In a modest community gathering, elderly residents spoke candidly about daily life.

"There are few young people left because it's remote," one villager, Xiang Yucai, told us. "Most here are elderly. But the party secretary is working to improve our lives, running water arrived last year."

These meetings form a two-way channel: national policy explained locally, local realities conveyed nationally.

It was striking to witness this exchange in a village that, not long ago, had neither electricity nor signal coverage.

Local resident Xiang Yucai washing his hands with running water, which he said was made possible last year.

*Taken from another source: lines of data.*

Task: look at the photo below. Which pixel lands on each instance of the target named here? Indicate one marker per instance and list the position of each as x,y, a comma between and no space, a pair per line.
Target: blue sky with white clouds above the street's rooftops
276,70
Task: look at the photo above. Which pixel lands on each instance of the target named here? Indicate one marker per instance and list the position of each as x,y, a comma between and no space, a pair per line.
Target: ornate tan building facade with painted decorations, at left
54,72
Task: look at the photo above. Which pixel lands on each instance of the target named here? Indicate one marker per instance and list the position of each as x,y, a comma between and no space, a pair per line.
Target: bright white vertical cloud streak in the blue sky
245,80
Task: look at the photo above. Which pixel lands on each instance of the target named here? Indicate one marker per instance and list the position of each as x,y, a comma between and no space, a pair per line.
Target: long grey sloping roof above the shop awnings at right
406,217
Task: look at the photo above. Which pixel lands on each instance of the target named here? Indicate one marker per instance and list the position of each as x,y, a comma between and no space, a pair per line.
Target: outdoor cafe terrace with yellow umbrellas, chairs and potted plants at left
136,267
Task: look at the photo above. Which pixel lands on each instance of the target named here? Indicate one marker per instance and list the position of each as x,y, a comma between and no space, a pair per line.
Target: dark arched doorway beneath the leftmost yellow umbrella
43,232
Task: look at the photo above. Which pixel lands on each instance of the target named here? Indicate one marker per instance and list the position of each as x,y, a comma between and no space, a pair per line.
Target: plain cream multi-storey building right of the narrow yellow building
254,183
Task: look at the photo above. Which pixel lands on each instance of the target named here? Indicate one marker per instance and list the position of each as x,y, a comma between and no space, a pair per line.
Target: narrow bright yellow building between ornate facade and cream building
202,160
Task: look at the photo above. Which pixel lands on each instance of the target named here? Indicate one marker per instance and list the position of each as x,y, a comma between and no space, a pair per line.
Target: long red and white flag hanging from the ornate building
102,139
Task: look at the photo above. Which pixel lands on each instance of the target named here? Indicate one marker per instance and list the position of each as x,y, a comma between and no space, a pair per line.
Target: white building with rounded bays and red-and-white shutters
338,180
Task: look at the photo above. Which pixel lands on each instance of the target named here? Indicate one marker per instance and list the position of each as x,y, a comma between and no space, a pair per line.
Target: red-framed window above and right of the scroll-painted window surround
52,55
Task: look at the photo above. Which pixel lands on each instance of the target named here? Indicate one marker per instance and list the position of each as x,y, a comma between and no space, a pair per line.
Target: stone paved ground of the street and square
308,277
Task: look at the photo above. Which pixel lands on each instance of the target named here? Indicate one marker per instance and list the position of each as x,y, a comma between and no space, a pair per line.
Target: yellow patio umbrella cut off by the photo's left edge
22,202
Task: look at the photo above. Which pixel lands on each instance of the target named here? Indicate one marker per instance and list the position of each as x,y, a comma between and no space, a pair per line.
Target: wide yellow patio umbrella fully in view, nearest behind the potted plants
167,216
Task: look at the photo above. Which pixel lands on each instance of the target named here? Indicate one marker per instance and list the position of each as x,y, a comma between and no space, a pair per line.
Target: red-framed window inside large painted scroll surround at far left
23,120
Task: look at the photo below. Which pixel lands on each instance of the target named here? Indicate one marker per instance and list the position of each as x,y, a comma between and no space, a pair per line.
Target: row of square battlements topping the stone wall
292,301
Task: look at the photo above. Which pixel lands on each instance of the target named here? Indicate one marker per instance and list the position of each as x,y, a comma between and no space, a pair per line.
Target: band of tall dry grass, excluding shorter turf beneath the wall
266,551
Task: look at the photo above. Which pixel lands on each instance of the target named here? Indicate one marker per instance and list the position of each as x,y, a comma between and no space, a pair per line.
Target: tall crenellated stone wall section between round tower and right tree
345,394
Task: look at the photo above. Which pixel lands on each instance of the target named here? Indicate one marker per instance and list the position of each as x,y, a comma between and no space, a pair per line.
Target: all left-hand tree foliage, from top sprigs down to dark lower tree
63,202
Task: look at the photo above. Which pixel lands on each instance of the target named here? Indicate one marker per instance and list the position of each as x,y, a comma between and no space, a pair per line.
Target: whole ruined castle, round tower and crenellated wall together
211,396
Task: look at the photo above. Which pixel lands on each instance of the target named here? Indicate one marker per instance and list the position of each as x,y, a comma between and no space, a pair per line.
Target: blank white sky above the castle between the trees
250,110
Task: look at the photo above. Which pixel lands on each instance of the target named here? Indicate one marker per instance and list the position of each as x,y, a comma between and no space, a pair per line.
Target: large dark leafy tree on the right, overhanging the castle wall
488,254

The valley that shines with beauty

As the sun dipped behind the mountains, we boarded the cable car one final time. Golden light washed over the cliffs. The steel cables hummed softly as we crossed from one side of the valley to the other.

From above, Gulu no longer felt cut off. Roads traced the mountain contours. Concrete walkways gleamed faintly. Small homes clustered with quiet resilience.

Zheng told me he looks forward to sharing Gulu's story in Beijing - proof that rural revitalization is not merely a slogan, but something tangible.

As an African journalist, I could not help drawing parallels with rural communities across my own continent, places where geography often defines destiny. In Gulu, geography is still dramatic, still formidable. But it is no longer insurmountable.

A ribbon of steel now connects cliff to valley.

It has shortened distances.

It has widened horizons.

And it carries a community, once bound to vines and ladders, toward a new chapter of possibility.

(All photos via CGTN)

A view of Gulu Village, southwest China's Sichuan Province.